2005's Bankruptcy Laws Make Filing More Difficult
It used to be that you could simply file for bankruptcy if you got into too much financial trouble. Or at least that was the mindset of many consumers in the U.S.
Despite the 2005 changes in bankruptcy law, many consumers still think that if all else fails, they can simply file for bankruptcy. That isn't always the case now.
It seems as if there were simply too many people getting out of debt by filing bankruptcy. Many lenders and banks began to complain about the systematic abuse of bankruptcy by gamblers, compulsive shoppers and others.
So last October, the Bankruptcy Abuse Prevention and Consumer Protection Act of 2005 went into effect. There were some big changes for consumers contemplating bankruptcy. You need to be aware of these changes in deciding whether or not to file for bankruptcy.
If your income isn't below the median income for families the same size of yours in your state, you'll be required to go through a bankruptcy test to see if you qualify to file for debt forgiveness, also known as Chapter 7 bankruptcy. If the court sees that you have $100 or more a month in extra income that you could use towards your debt repayment after paying for your living expenses, you might have to file for Chapter 13, which requires repayment of some of your debts.
The IRS guidelines on housing and food allowances will be used in looking at your spending. Approximately $200 is allowed for food and less than $800 is allotted for housing and utilities.
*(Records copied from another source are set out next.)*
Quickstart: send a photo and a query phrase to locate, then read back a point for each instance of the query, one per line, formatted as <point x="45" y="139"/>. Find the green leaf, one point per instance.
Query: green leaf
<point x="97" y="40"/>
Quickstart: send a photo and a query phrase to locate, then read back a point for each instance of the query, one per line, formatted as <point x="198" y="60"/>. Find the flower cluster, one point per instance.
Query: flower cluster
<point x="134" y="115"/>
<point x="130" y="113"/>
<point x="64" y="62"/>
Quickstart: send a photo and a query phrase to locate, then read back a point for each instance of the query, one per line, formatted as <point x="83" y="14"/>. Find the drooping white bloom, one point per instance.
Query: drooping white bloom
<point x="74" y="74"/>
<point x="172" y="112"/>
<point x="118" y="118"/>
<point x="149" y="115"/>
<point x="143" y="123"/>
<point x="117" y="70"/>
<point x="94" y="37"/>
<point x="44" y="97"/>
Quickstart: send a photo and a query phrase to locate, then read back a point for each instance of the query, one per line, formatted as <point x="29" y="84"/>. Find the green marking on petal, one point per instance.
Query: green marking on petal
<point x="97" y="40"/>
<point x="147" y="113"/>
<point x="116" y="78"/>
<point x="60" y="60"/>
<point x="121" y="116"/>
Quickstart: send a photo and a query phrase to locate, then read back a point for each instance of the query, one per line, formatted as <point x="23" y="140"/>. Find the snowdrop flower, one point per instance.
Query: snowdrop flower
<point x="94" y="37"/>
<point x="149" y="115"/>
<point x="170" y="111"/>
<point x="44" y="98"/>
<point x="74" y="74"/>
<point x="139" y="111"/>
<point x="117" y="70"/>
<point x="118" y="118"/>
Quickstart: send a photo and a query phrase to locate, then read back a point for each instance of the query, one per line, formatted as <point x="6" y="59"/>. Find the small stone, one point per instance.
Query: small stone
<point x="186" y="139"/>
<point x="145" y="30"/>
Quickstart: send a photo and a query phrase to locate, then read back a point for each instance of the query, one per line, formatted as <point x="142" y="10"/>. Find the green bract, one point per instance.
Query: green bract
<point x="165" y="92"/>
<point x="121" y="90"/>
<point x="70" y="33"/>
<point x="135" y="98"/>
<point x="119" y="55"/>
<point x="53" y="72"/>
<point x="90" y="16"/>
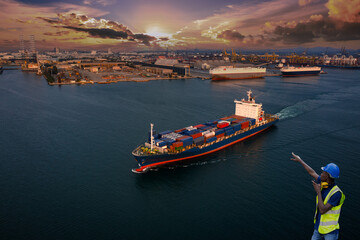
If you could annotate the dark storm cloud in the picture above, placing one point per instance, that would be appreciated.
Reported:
(231, 35)
(105, 29)
(60, 33)
(101, 32)
(145, 39)
(299, 34)
(51, 21)
(326, 29)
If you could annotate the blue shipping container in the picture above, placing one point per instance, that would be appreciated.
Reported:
(212, 139)
(236, 127)
(219, 131)
(164, 133)
(229, 132)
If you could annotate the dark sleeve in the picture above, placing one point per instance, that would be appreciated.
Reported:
(335, 199)
(318, 181)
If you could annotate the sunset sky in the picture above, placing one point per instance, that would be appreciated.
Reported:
(180, 24)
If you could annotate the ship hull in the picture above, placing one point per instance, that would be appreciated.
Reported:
(234, 76)
(300, 73)
(151, 161)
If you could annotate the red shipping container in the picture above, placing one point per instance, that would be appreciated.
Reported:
(180, 130)
(225, 118)
(220, 135)
(244, 125)
(177, 144)
(181, 138)
(196, 135)
(237, 117)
Those with serious medical conditions, active military and low-income veterans may be able to receive special treatment under the new income test.
If you've heard rumors about credit counseling being required, you've heard the truth. Part of the new law allows for education to prevent you from facing this situation again. You must take credit counseling courses within 180 days of filing for bankruptcy.
You don't have to worry about your children. The law has made your child support payments a priority over your other debts. Part of your home equity may also be protected from creditors. If you bought your house three years and four months before filing for bankruptcy, the limit for your exemption is $125,000. This overrules the unlimited homestead exemptions found in some states.
There are also changes affecting businesses who file for bankruptcy. While it's never your first choice, sometimes filing for bankruptcy is the only choice. Know that these laws protect you as well as your creditors. You don't want to file for bankruptcy unless absolutely necessary. With these laws and the tests, you will see how you are really doing.
Make sure that you look at all of your options before considering bankruptcy. Talk to a well-qualified bankruptcy lawyer when considering your options. Don't go to one of the "$55 bankruptcy" ads for your finances. After all, you get what you pay for.
Bankruptcy has been a growing trend throughout the country over the last decade. Chances are, you know several people that have had to file for bankruptcy. Remember, it's designed for one thing -- to help people when they need help. There's nothing wrong with asking for help.